The bill bans abortion for the sole reason of a Down syndrome diagnosis. The legislation is a response to the high abortion rate among women whose unborn babies have been diagnosed with an extra chromosome.
During the last session, the House passed the legislation by an overwhelming, veto-proof, bipartisan majority of 139-56. However, the Down Syndrome Protection Act stalled in the PA Senate last year.
As the co-sponsorship memo states, “Most of us know of a family touched by a Down syndrome child, and know these children grow to lead joyful and fulfilling lives.”
The lead sponsors on the bill are House Speaker Mike Turzai (R-Allegheny County) and state Representative Kate Klunk (R-York County).
Karen Gaffney is the first living person with Down syndrome to receive an honorary doctorate from a college or university. At a rally at the state Capitol last year, Gaffney eloquently stated, “Those of us with Down Syndrome and our families face a very difficult future. We face a possibility of wiping out all of the tremendous progress we have made. Just as we are making so much progress, a whole industry has grown up focused on prenatal screening – screening that would end our lives before we take our first breath.
“Now that you can test for Down Syndrome before birth, there are many experts in the medical community that say this extra chromosome we carry around is not compatible with life. Not compatible with life? After everything we have done, I would say we are more than compatible. We are what life is all about. Our lives are worth living and our lives are worth learning about.”

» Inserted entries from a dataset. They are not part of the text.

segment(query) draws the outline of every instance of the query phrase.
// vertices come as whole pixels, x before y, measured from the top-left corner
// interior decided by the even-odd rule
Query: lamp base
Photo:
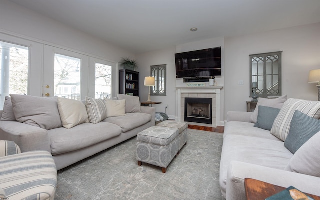
[[[148,96],[148,102],[151,102],[151,97],[150,96],[150,92],[149,92],[149,95]]]
[[[316,85],[318,87],[318,102],[320,102],[320,84]]]

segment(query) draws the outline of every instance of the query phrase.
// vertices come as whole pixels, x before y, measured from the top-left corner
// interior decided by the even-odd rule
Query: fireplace
[[[184,122],[212,124],[210,98],[185,98]]]

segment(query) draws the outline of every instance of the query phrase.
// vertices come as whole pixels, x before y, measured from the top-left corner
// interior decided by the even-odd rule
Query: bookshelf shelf
[[[119,93],[139,96],[139,72],[119,70]]]

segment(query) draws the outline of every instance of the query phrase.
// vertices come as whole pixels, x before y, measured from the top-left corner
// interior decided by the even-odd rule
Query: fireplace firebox
[[[212,124],[212,98],[185,98],[184,122]]]

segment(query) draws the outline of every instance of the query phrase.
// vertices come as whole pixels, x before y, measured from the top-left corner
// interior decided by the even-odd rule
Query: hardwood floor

Pennsylvania currently bans abortion after 24 weeks except to save the life of the mother, and at any time during the pregnancy if the woman’s only reason for abortion is to select the sex of the baby.
The Keystone State is already home to Chloe’s Law, which provides information and resources for parents who receive a prenatal Down syndrome diagnosis.
The law is named for Chloe Kondrich, a teenager who has become something of an international ambassador for children with Down syndrome.
Chloe’s Law “made progress educating parents regarding the quality of life that a person with Down syndrome can enjoy,” the co-sponsorship memo states. It goes on to say, “…the abortion rate for children with Down syndrome is still too high. It is time to protect Down syndrome children in the womb.”